O que muda na licença-paternidade
Atualmente, a legislação garante apenas 5 dias de licença para pais trabalhadores. Com a nova proposta, esse período será ampliado gradualmente até chegar a 20 dias.

O cronograma previsto é:
• 10 dias a partir de 2027
• 15 dias em 2028
• 20 dias a partir de 2029
A ampliação busca incentivar a participação dos pais nos cuidados com os filhos e promover maior equilíbrio entre responsabilidades familiares.

Quem tem direito
A licença-paternidade continua sendo um direito de trabalhadores formais, mas o novo texto amplia e deixa mais claro o alcance do benefício. Terão direito:
• Pais biológicos
• Pais adotivos
• Responsáveis com guarda judicial
• Pais em casais homoafetivos
• Pais solo (em casos específicos)
Novos critérios e regras
O projeto também traz mudanças importantes nos critérios e na forma de concessão:
• Remuneração integral garantida durante todo o período de afastamento
• Criação do salário-paternidade, pago pela Previdência Social, reduzindo o custo direto para empresas
• Possibilidade de dividir a licença, sendo parte imediata após o nascimento e o restante em até 180 dias
• Direito estendido à adoção, inclusive de crianças e adolescentes
• Aumento do tempo em casos especiais, como filhos com deficiência (acréscimo proporcional)
Limites e condições
A nova legislação também estabelece limites e situações específicas:
*O benefício pode ser negado ou suspenso em casos de violência doméstica ou abandono comprovado
*Em caso de falecimento da mãe, o pai poderá ter direito ao período equivalente à licença-maternidade (até 120 dias)

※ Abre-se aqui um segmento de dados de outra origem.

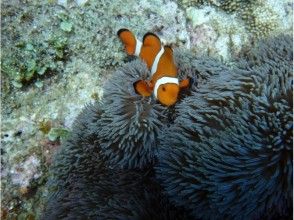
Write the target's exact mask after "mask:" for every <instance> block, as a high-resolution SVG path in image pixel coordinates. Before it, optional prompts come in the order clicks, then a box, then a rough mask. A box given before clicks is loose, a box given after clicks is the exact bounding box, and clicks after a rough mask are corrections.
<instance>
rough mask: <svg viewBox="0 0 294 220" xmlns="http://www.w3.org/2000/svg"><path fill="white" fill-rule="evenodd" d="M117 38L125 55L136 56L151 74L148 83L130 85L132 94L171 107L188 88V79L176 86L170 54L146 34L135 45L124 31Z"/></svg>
mask: <svg viewBox="0 0 294 220" xmlns="http://www.w3.org/2000/svg"><path fill="white" fill-rule="evenodd" d="M117 35H118V36H119V38H120V39H121V41H122V42H123V44H124V46H125V50H126V52H127V54H128V55H135V56H139V57H140V58H141V59H142V60H143V61H144V62H145V63H146V64H147V67H148V69H149V70H150V72H151V79H150V80H148V81H145V80H138V81H137V82H135V83H134V89H135V91H136V93H138V94H140V95H142V96H150V95H151V94H152V92H153V94H154V97H155V98H156V99H157V100H158V101H159V102H160V103H161V104H163V105H166V106H171V105H173V104H175V103H176V101H177V100H178V95H179V92H180V89H182V88H187V87H188V86H189V85H190V79H189V78H187V79H184V80H182V81H181V82H179V79H178V78H177V68H176V65H175V63H174V59H173V50H172V48H171V47H169V46H163V45H162V43H161V40H160V39H159V37H158V36H156V35H155V34H153V33H147V34H145V35H144V37H143V42H141V41H139V40H138V39H137V38H136V37H135V36H134V34H133V33H132V32H131V31H129V30H128V29H120V30H119V31H118V32H117Z"/></svg>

*O trabalhador terá estabilidade no emprego durante e após a licença
Impacto e objetivo da mudança
A proposta atende a uma cobrança do Supremo Tribunal Federal, que considerou insuficiente o prazo atual e determinou que o Congresso regulamentasse o tema.
Além disso, a medida busca:
• Fortalecer o vínculo familiar nos primeiros dias de vida da criança
• Reduzir a sobrecarga sobre as mães
• Promover maior igualdade no ambiente de trabalho
Situação atual
Apesar da aprovação no Senado, a nova licença-paternidade ainda não está em vigor. O texto aguarda sanção presidencial e, após isso, começará a valer de forma gradual a partir de 2027.